L’istituto a cui storicamente viene assegnata l’istruzione in primis è la scuola in ogni suo ordine e grado. Ad essa è chiesto di assumere una consapevolezza e una competenza tecnica che la allontani dall’improvvisazione e che la invita ad utilizzare metodologie e didattiche nel rispetto delle fasi di crescita della mente in evoluzione. Ma alla scuola si chiede, altresì, sensibilità e capacità educativa più ampia e completa. Si pensi, infatti, all’affettività e alla socializzazione. L’atto di istruire, quindi, non può essere unilaterale e parziale, ma deve essere percepito come un momento dell’educare dal quale a sua volta non può prescindere l’istruzione. La scuola, come istituto e luogo dell’istruzione formale, diventa anch’essa luogo dell’educazione per la sensibilità di cui si veste, ma i luoghi informali (anche la scuola a casa è deputata all’istruzione) sono anch’essi luoghi dell’istruzione e come tale vengono riconosciuti.
Testimonianza della correlazione fra istruzione ed educazione è la funzione dell’apprendimento. Inteso come processo psichico, l’apprendimento consente al bambino, al ragazzo e all’uomo di acquisire in forma durevole abitudini, conoscenze e competenze anche molto complesse. Le funzioni che intervengono in questo processo sono molteplici e coincidono con le facoltà umane della percezione, dell’attenzione, dell’immaginazione, dell’associazione e della memoria. L’apprendimento si realizza per condizionamento, imitazione, intuizione e per il semplice “fare”.
L’esito del processo di apprendimento dipende dal desiderio di imparare – la cosiddetta motivazione – e dal delicato equilibrio affettivo (capace di interferire sensibilmente finanche nel bloccare qualsiasi processo di conoscenza, attiva o passiva che sia), nonché dalle aspettative che l’ educatore, l’insegnante e il genitore, riversano sul soggetto che apprende.

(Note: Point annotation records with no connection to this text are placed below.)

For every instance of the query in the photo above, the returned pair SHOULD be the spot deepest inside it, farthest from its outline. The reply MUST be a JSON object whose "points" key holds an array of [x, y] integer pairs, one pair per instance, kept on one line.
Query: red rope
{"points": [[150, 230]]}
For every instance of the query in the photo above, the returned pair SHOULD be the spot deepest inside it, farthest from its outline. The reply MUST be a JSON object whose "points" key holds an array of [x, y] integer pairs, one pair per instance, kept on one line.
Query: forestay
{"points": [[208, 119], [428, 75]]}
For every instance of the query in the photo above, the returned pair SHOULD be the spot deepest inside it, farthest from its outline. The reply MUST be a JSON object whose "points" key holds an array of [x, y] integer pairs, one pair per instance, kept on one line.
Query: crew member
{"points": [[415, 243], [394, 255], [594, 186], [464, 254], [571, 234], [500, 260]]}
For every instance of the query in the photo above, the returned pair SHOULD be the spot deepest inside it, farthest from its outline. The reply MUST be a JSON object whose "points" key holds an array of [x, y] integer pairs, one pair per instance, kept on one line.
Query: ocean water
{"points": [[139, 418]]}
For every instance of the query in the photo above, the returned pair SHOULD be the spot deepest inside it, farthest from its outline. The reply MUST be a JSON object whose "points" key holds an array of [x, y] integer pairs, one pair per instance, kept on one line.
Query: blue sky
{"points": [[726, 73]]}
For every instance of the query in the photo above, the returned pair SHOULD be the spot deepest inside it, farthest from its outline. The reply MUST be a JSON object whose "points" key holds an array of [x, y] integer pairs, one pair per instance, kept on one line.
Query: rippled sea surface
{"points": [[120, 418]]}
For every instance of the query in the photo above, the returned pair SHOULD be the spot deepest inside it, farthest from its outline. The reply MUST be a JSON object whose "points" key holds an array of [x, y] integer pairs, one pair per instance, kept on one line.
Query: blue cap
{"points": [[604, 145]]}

Nell’ottica di un processo sinergico tra istruzione ed educazione, sarebbe molto interessante, quando si riflette sulla motivazione (motore indefesso di qualsiasi apprendimento), contestualizzare e rendere il più possibile attuale il metodo globale (Declory, 1871-1932), anche al di là dell’apprendimento della lettura a cui spesso è associato. I “centri di interesse”, quali centri propulsori di nozioni che appartengano a più campi della conoscenza (a diverse materie scolastiche se si è a scuola), possono essere estesi dalla scuola dell’infanzia, lungo tutto l’arco la scuola primaria, fino agli altri gradi della scuola, a ragione della interdipendenza degli ambiti di conoscenza. Oggi a nessuno può sfuggire che viviamo un momento storico in cui più che mai tutto avviene in modo immediato e, pertanto, sincronizzato.

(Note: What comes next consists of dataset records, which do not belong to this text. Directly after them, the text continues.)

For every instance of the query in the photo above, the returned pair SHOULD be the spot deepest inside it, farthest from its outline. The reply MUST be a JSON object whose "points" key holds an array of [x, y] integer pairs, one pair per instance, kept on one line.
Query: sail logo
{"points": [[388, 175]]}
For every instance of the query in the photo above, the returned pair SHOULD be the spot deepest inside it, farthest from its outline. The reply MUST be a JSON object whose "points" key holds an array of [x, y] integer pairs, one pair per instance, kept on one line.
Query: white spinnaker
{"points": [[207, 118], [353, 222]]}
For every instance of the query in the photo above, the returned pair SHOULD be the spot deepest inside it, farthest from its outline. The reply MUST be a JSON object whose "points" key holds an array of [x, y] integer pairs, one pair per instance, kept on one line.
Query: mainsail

Apprendere per centri di interesse è un modo funzionale che aggancia variabili quali la motivazione (sfera affettivo-emotiva) e l’apprendimento nozionistico legato all’acquisizione delle conoscenze (sfera dell’istruzione) per ampliare, a sua volta, il valore educativo del contesto (educazione).
Il tocco pedagogico in tutto ciò, dove sta? Sta nel fatto che ogni bambino, ogni alunno, ogni soggetto in apprendimento, è portatore di caratteristiche individuali uniche ed irripetibili, facilmente riconoscibili con la definizione di “differenze individuali”. Nel rispetto di queste e nella piena consapevolezza della loro incontrovertibile esistenza, il punto di vista pedagogico, intercettando le sacre differenze individuali, modula gli stimoli consoni ed elabora le strategie più congrue al fine di condurre, chi apprende, ad esiti apprenditivi soddisfacenti, per lo più stabili e capaci di essere ampliati, modificati ed anche sostituiti lungo tutto l’arco della vita in evoluzione.